Probably no Smithsonian museum has more plastic artifacts than the American History Museum. Scratch the surface of its collections and you will find plastic jewelry, plastic eyeglasses, plastic artificial hearts, even the first plastic shoes (sold under the trade name “Corfam”).

“We have a set of Bakelite salt-and-pepper shakers that were owned by Leo Baekeland, the inventor of Bakelite,” says Ann Seeger, deputy chair and curator in the American History Museum’s Division of Medicine and Science. Bakelite is a plastic once widely used for manufacturing radios, telephones and other products.

Nondestructive analysis

The earliest plastic, cellulose nitrate, was invented in the mid-19th century. “Celluloid or cellulose nitrate was an extremely flammable substance, but we have cigarette holders, candlestick holders and matchbook holders made of celluloid,” Seeger says. If those uses for the plastic strike the curator as “very surprising,” imagine the reaction of long-ago pool players to celluloid billiard balls, which had a habit of exploding on impact.

“That’s why I love working with the American History Museum folks,” Tsang says. “I get all of this nice material to study.” Tsang’s specialty is conservation of modern paintings and other contemporary art, so a history museum might not seem like her usual haunt. However, before entering the field of fine-art conservation, she was a clinical chemist at the Medical College of Ohio. “Because of my background, I always like to get into the science,” she says.
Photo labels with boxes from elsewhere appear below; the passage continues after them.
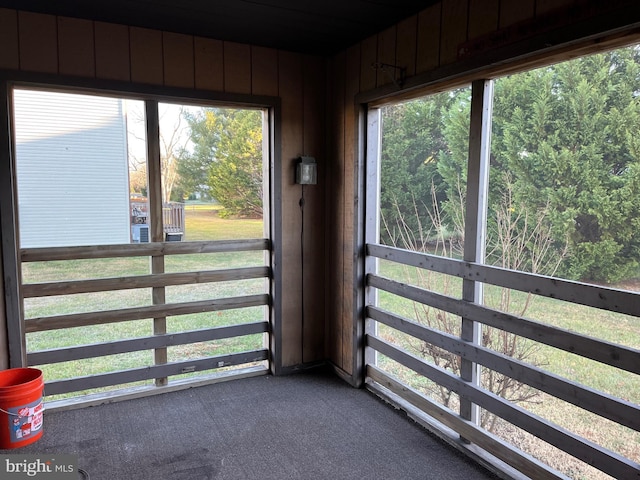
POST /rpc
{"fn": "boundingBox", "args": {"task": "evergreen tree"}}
[492,48,640,282]
[179,108,263,217]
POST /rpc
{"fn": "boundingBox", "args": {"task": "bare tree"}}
[382,177,568,430]
[127,106,190,203]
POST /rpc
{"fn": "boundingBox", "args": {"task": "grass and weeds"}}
[379,262,640,480]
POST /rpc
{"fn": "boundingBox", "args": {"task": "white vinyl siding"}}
[14,89,130,248]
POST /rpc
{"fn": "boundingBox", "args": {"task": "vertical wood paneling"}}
[0,8,20,70]
[327,52,344,368]
[342,43,362,374]
[416,3,442,73]
[360,35,378,92]
[224,42,251,94]
[499,0,535,28]
[278,52,304,367]
[194,37,224,91]
[129,27,164,85]
[302,55,327,363]
[18,12,58,73]
[251,47,278,96]
[396,15,418,76]
[440,0,470,65]
[58,17,96,77]
[469,0,500,39]
[162,32,195,88]
[0,246,9,370]
[376,25,396,87]
[94,22,131,81]
[536,0,576,16]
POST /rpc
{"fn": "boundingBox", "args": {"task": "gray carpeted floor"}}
[4,373,502,480]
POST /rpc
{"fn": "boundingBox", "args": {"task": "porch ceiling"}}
[0,0,437,55]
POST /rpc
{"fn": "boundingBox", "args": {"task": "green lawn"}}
[23,205,265,398]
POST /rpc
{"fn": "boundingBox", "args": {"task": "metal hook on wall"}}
[371,62,407,89]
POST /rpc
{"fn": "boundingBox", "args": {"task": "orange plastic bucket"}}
[0,368,44,449]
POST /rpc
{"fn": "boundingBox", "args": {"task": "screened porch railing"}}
[20,239,271,402]
[365,244,640,479]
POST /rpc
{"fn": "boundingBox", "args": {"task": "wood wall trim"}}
[58,17,96,77]
[223,42,251,94]
[162,32,195,88]
[18,11,58,73]
[0,8,20,70]
[129,27,164,85]
[94,22,131,82]
[194,37,224,91]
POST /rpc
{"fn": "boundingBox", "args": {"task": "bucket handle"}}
[0,405,45,417]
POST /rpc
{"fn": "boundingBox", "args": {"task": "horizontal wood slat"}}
[366,335,640,478]
[367,307,640,431]
[20,238,269,262]
[25,294,269,333]
[22,267,270,298]
[367,274,640,374]
[27,322,269,365]
[367,244,640,316]
[45,350,268,395]
[367,365,569,480]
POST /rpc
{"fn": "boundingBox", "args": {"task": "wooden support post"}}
[0,81,27,368]
[145,100,168,387]
[460,80,493,430]
[360,108,382,372]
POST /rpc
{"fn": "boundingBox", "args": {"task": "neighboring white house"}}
[14,89,131,248]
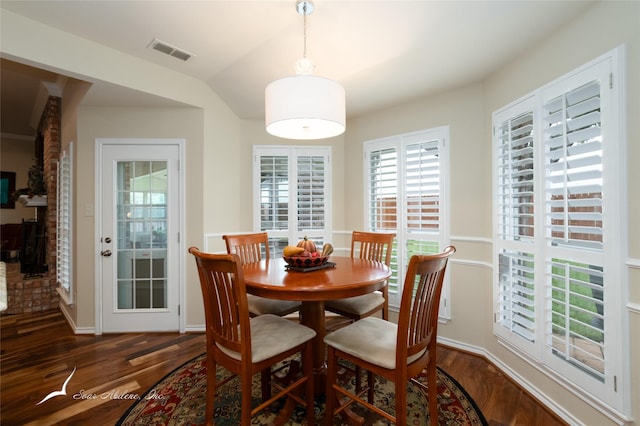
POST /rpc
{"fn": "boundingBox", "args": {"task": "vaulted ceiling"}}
[0,0,593,138]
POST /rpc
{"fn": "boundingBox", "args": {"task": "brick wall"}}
[3,96,62,314]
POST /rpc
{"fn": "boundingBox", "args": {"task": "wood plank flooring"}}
[0,310,563,426]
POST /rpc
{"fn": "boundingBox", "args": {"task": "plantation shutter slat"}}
[56,143,73,296]
[365,127,449,310]
[498,250,536,342]
[543,81,603,248]
[260,155,289,231]
[253,146,331,256]
[497,111,534,240]
[404,140,440,232]
[296,155,326,232]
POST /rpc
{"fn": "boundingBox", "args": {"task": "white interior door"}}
[97,139,182,332]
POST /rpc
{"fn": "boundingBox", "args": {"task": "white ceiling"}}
[0,0,593,138]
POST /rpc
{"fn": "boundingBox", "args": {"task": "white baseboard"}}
[438,337,584,426]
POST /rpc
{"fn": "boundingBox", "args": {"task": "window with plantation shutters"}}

Her interest in nondestructive analysis and testing of museum objects has taken her down some unusual research paths at the Smithsonian, such as consultation a few years ago with staff at the Smithsonian’s National Air and Space Museum about restoring the acrylic nose cone of one of the first U.S. guided missiles. “So the crossover between an acrylic painting,” Tsang says (gesturing toward an easel in her work area that holds a large painting she is restoring), “to plastic is natural for me.”

Rehousing

Lately, Tsang has been working closely with Seeger, as the two of them try to systematically identify the probable causes of deterioration in the museum’s plastic artifacts.

According to Seeger, not only have they separated the degraded Lumarith samples from the rest of the salesman’s kit (part of a collection Seeger curates) but the museum also is embarking on a “rehousing project” for its problem celluloids, first by relining storage trays with absorbent paper that will soak up off-gassing by-products. “We’re going to start monitoring the collection more closely,” Seeger says. “I’d like to get new storage units that are open so there will be more air circulation for the celluloid. It is important not to keep them contained in a drawer.”

Meanwhile, Tsang continues adding to her knowledge through workshops and consultations with plastic preservation researchers at museums in Europe, where plastics conservation has been studied longer than in the United States.

“I want to draw people’s attention to the problem of plastics degradation in museums,” Tsang says. “There is an issue here—let’s work together.”